The Great, All-American, Academic Screw: Some Musings

screw

It seems everywhere we turn these days, we have to listen to someone or read about someone getting screwed. And it’s never a good screw, or if it is a good screw, that means the person still got shafted. Perhaps the only really good screw will be about someone actually having great consensual sex in the privacy of their office on campus and being fired for it. Double-screw.

I am certain that members of the academy have been complaining for a long time, and complaining can be a good thing (as long as we don’t have to listen to someone go at it for longer than that precise instant when concern and/or amusement turns into what is perceived to be whining).

A litany of complaints could fill a lexicon, and I challenge someone to be the Johnson of academic complaints and gather them, as long as I don’t ever have to take a class in Samuel Johnson again–I don’t know if this is reaching the point of whining. If it is, if in graduate school I had had a different presentation of Johnson and his quoting lapdog Boswell, I would have brought you another example.

To be human is to complain, I am certain, though I wonder why there must be so much focus on this state of being in coverage of academe. Go to the websites of Inside Higher Ed and The Chronicle of Higher Education, to mention two prominent forums, and your head will soon be ready to explode with bad, negative, evil things that members of the academy participate in.

No, I am not saying I want to read good news only, and I don’t know if it really is true that someone started a television channel that was going to feature good news only. Terrible business model, terrible. And no doubt “good news” has had the plug pulled on it like a patient the world no longer has any use for.

The NCAA has been much in the news lately, and the coverage has not been limited to bad boys doing bad things when not wearing football helmets. But injuries, the possibility of injuries, and the supposed exploitation of college players, along with calls for college athletes to share in the revenues of their sports programs, that is becoming a mainstay. Complaint. Whining.

Yes, I agree that student-athletes work long hours and it is difficult for them to muster the energy and time to focus on their studies. I am a huge fan of student-athletes, the vast majority of them if they must be categorized as such, and I try to help them with time management and how they can find the best time to do their best work for their required English composition or literature class.
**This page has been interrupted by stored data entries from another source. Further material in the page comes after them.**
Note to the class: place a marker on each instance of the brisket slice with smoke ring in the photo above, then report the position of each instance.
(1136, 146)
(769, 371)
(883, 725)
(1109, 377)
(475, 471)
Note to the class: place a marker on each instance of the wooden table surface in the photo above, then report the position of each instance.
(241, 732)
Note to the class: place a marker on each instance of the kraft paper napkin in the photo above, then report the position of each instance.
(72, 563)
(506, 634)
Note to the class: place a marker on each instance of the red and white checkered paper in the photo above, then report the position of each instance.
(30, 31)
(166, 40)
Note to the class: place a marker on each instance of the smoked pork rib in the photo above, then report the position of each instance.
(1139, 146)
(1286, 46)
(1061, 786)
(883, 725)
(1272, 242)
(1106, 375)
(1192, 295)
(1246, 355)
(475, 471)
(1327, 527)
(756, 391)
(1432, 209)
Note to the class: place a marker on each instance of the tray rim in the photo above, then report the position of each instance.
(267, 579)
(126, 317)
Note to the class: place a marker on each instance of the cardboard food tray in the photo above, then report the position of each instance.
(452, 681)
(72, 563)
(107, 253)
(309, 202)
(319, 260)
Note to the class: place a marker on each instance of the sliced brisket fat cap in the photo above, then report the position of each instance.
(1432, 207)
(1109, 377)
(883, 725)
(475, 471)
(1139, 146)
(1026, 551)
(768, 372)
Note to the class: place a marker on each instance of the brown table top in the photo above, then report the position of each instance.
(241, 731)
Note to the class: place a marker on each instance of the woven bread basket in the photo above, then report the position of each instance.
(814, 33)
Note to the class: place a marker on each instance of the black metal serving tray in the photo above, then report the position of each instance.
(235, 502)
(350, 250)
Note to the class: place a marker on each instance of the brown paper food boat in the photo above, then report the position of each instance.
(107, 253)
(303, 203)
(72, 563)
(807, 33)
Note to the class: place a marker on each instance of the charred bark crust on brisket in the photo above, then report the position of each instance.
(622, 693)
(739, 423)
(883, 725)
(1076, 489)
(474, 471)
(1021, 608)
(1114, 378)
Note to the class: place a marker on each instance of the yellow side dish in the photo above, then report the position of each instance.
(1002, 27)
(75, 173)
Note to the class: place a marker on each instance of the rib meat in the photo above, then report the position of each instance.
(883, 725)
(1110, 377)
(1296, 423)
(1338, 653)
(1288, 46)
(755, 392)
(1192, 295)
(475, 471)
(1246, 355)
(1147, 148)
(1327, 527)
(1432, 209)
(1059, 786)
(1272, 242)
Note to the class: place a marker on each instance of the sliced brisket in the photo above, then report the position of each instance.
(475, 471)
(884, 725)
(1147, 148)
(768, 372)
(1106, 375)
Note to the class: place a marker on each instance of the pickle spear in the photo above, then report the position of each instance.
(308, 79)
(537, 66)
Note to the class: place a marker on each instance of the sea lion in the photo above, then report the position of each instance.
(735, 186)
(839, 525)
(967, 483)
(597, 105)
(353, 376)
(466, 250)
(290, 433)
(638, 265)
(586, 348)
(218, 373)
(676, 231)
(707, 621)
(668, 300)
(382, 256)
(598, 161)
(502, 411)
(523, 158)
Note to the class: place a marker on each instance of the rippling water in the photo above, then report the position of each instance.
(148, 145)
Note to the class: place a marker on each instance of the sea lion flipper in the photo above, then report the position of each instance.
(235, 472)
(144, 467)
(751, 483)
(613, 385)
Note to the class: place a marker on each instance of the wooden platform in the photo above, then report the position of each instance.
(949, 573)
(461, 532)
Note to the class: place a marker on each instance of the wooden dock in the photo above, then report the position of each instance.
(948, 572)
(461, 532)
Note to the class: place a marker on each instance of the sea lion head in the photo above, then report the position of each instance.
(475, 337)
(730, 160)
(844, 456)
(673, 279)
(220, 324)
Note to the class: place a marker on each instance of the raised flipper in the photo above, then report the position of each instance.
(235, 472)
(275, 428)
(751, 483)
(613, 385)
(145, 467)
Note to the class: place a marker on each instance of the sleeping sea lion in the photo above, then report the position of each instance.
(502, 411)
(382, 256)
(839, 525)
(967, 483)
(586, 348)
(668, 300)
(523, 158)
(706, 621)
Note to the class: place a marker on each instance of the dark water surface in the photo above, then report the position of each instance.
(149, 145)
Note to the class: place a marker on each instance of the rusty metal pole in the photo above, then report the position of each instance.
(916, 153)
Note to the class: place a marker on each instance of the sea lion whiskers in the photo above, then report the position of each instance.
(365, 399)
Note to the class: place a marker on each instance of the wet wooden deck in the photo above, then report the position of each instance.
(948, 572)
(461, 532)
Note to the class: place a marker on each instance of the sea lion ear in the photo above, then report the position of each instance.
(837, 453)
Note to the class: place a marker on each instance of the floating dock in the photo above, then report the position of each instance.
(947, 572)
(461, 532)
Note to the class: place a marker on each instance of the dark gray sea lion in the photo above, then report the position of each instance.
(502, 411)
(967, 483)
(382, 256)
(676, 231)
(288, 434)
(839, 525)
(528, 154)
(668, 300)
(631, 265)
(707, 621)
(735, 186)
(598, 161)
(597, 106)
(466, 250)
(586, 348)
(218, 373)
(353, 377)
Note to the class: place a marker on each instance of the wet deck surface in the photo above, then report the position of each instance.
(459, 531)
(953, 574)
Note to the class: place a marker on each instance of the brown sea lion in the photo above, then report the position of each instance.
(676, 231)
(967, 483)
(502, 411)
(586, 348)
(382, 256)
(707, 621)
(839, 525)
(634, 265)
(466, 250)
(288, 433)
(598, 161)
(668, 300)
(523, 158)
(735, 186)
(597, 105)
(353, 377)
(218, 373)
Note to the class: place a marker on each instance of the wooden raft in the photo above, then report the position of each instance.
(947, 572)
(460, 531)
But I do the same thing for other students. Some of these students work not only full-time jobs, but have part-time jobs “on the side,” families, and are taking full loads. Do we hear them complain? More important, do we hear anyone complaining for them?

I could go on, but I wish to make my point without whining. All the students who are working long hours while attending school, they are often getting screwed, to return to the verb employed at the beginning of this post.

I leave it up to you to decide if it’s good for them and if it’s good for the academy in the long run, and what is anyone, if anyone, going to do about this, insert your own vocabulary here.

2 thoughts on “The Great, All-American, Academic Screw: Some Musings

  1. I’d like to suggest that we establish a new award to be called “The Johnson,” which would recognize the person who makes the freshest and most compelling complaint about corporatization and other attacks on higher education in each academic year.

    We can say publicly that the award is named for Samuel Johnson.

  2. Observing the proper protocol(s) of course, I would like to second this, if that is a motion, and of course we keep the discourse at a high level by naming it after Samuel Johnson.